Coronavirus has drastically changed the way we lead our business and personal lives, with more time at home and online, communicating in new ways and interacting with HMRC, Local Authorities, Banks and other agencies regarding our finances in ways we have not done before.
Unfortunately, criminals are aware of this as well and are actively seeking to use this time to defraud people and businesses, using phone, texts, emails and social media to catch you off guard.
Take a few minutes to read the information below – protect yourself against the fraudsters.
What might a scammer’s agenda be?
- A fraudster will often disguise themselves as a Bank, HMRC, NHS or other Government Authority, offering a way to obtain money (eg grant, loan or tax refund) or alert you of a fake threat (eg that your bank account has been hacked).
- They may ask you to move money to a new account.
- They will often ask you to click on a link, download a file or call a phone number.
- They may try to download Ransomware to access your device to lock it, demanding a fee to unblock it.
- They use Phishing- asking to access your personal information (eg date of birth, bank details) for fraudulent purposes
- They may take money a product or service that doesn’t exist (eg buying PPE)
- They may say you have a parcel to be delivered, leading you to call a premium rate number or download a harmful file.
Why am I at more risk than ever right now?
- You may receive or be expecting communication from a government body or bank by text or email, perhaps for the first time.

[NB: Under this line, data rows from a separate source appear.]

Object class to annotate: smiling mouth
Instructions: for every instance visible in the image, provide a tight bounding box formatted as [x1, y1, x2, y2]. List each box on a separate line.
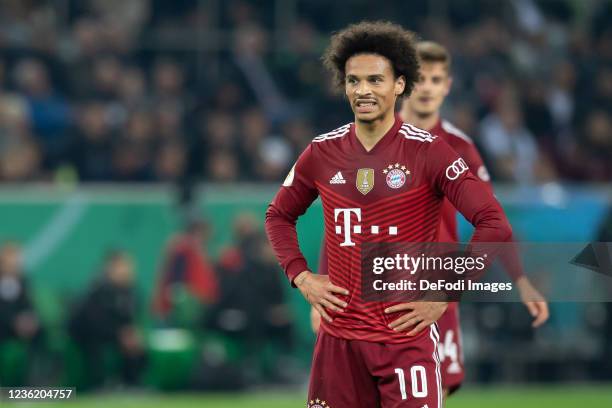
[355, 101, 377, 113]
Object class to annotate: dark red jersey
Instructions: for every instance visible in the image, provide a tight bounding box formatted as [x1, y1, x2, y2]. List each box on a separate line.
[429, 120, 493, 242]
[266, 120, 511, 343]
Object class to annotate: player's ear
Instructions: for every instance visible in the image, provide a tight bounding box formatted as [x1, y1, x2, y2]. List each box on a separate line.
[394, 75, 406, 96]
[446, 75, 453, 95]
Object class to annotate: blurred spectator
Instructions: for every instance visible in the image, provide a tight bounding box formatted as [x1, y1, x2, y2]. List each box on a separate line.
[0, 242, 40, 342]
[480, 91, 538, 183]
[155, 142, 187, 182]
[0, 242, 43, 386]
[70, 101, 113, 181]
[0, 94, 41, 182]
[14, 59, 70, 166]
[206, 214, 293, 380]
[69, 251, 145, 386]
[153, 220, 219, 318]
[0, 0, 612, 182]
[205, 150, 240, 183]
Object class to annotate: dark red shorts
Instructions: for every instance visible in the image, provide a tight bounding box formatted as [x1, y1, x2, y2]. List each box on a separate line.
[438, 303, 465, 394]
[307, 324, 442, 408]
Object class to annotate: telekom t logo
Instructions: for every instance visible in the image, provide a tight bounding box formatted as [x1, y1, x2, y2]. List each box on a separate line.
[334, 208, 397, 246]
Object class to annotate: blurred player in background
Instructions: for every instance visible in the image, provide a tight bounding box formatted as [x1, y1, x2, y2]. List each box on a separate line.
[311, 41, 549, 395]
[266, 22, 512, 408]
[69, 250, 146, 386]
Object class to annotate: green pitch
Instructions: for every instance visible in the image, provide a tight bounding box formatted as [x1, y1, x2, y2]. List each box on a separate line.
[2, 385, 612, 408]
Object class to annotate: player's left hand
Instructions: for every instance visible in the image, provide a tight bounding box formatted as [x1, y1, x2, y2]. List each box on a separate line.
[516, 276, 550, 327]
[385, 302, 448, 336]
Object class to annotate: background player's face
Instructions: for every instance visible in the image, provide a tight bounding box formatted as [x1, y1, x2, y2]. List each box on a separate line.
[345, 54, 405, 123]
[404, 62, 452, 116]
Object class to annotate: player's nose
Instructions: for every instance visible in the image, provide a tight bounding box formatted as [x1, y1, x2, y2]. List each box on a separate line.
[355, 81, 372, 96]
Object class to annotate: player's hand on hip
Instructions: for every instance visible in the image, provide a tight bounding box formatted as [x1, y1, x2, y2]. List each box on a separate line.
[310, 307, 321, 334]
[516, 276, 550, 327]
[293, 271, 349, 322]
[385, 302, 448, 336]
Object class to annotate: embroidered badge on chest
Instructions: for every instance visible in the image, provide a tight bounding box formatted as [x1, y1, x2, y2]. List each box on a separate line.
[383, 163, 410, 189]
[355, 169, 374, 195]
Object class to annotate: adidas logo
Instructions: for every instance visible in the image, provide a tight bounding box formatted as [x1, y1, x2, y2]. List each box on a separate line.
[329, 172, 346, 184]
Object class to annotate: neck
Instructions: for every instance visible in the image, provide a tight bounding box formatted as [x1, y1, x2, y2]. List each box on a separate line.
[355, 111, 395, 151]
[401, 109, 440, 130]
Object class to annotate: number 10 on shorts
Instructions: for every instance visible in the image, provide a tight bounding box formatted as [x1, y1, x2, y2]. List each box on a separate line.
[395, 366, 427, 400]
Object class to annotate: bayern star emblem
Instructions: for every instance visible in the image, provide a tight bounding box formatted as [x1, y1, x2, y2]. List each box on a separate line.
[383, 163, 410, 189]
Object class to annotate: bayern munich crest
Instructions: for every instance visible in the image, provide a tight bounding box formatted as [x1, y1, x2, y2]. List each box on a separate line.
[306, 398, 331, 408]
[383, 163, 410, 189]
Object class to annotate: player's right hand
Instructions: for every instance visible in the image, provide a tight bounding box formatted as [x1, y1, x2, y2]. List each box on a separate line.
[293, 271, 349, 323]
[310, 307, 321, 334]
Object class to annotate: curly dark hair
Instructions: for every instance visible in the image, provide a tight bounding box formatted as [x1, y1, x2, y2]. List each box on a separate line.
[321, 21, 419, 96]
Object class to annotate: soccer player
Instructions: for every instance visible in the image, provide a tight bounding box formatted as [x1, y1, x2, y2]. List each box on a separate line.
[311, 41, 548, 395]
[266, 22, 512, 408]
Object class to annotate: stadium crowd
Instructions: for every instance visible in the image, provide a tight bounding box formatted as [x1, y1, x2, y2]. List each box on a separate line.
[0, 0, 612, 183]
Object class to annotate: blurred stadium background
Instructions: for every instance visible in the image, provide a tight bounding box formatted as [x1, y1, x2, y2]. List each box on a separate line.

- You may be starting to use software for video conferencing, online chat, webinars and downloading links from various sources.
- You may be ordering items for home delivery and using more online shopping platforms – especially protective equipment, medical products
- Organisations who you would normally deal with face to face may now be contacting you remotely - eg your dentist or doctor
- You may have applied for a new job or volunteer opportunity.
- You, your business and your family may be under more pressure, both financially and emotionally and may feel an urge to act swiftly
So what shall I do if I receive a text, email or social media message that may be scam?
- Don’t be rushed- scammers rely on a quick response before we realise, we’ve made a mistake! Take time out, no matter how urgent it seems
Then ask yourself –
- Was I expecting this communication? Do I know the sender and is this their normal communication route?
- Have they used a personal greeting or information a reputable organisation would know (eg. name, an account number or NI number)?
- Does the spelling, grammar and logos look professional? Does it refer to organisations that sound official but unfamiliar (“Windows Security”)
Remember, fraudsters are increasingly sophisticated in making communications look genuine!
- Is it using threatening language or pressuring you to act quicker than you would expect?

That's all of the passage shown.